SLAWI, smpantura – Bupati Tegal, Ischak Maulana Rohman, menegaskan bahwa inovasi telah menjadi instrumen wajib bagi birokrasi dalam menjawab tantangan zaman yang kian pelik.
Hal ini di sampaikannya saat membuka ajang “Tegal Luwih Apik” Innovation Award 2025 di Gedung Dadali, Senin (9/3/2026).
Dalam sambutannya, Ischak menekankan bahwa di tengah tuntutan pembangunan yang kompleks, aparatur pemerintah tidak boleh lagi bekerja secara konvensional.
“Di tengah tantangan pembangunan yang semakin kompleks, birokrasi di tuntut lebih kreatif, adaptif, dan responsif. Inovasi bukan lagi pilihan, tetapi kebutuhan,” tegas Ischak di hadapan para kepala perangkat daerah dan camat.

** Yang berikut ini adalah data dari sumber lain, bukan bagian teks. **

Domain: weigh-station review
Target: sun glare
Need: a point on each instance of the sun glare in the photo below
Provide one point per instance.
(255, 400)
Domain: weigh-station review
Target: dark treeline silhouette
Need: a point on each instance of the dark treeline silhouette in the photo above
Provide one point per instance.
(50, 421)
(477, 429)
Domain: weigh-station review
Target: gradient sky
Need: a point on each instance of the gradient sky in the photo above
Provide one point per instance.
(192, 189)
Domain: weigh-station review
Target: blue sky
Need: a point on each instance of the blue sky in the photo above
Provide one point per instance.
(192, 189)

Lebih lanjut, Bupati menyoroti kebijakan efisiensi transfer keuangan daerah yang tengah berjalan. Menurutnya, inovasi menjadi “jalan pintas” strategis agar program pemerintah tetap memberikan dampak nyata meski dengan anggaran terbatas.
“Inovasi tidak harus membutuhkan anggaran besar, tetapi dampak dan manfaatnya bagi masyarakat harus benar-benar terasa,” ujarnya.
Guna memperkuat ekosistem inovasi, Ischak berkomitmen meningkatkan bentuk apresiasi bagi para inovator daerah. Ia tidak ingin penghargaan hanya berakhir sebagai seremoni formal.
Melengkapi program Sadesa (Satu Desa, Satu Sarjana) yang telah meluncurkan 387 beasiswa di tahun 2025, Ischak berencana membuka peluang beasiswa lanjutan bagi para pemenang inovasi.
“Saya ingin penghargaan tidak hanya berupa selembar kertas. Ke depan, kita kaji kemungkinan pemberian beasiswa S2 bagi inovator terbaik agar semangat berinovasi semakin tinggi,” ungkapnya.
Bupati mengajak seluruh perangkat daerah menjadikan inovasi sebagai gerakan bersama. Hal tersebut bertujuan untuk mendongkrak peringkat Kabupaten Tegal yang saat ini berada di posisi 33 nasional.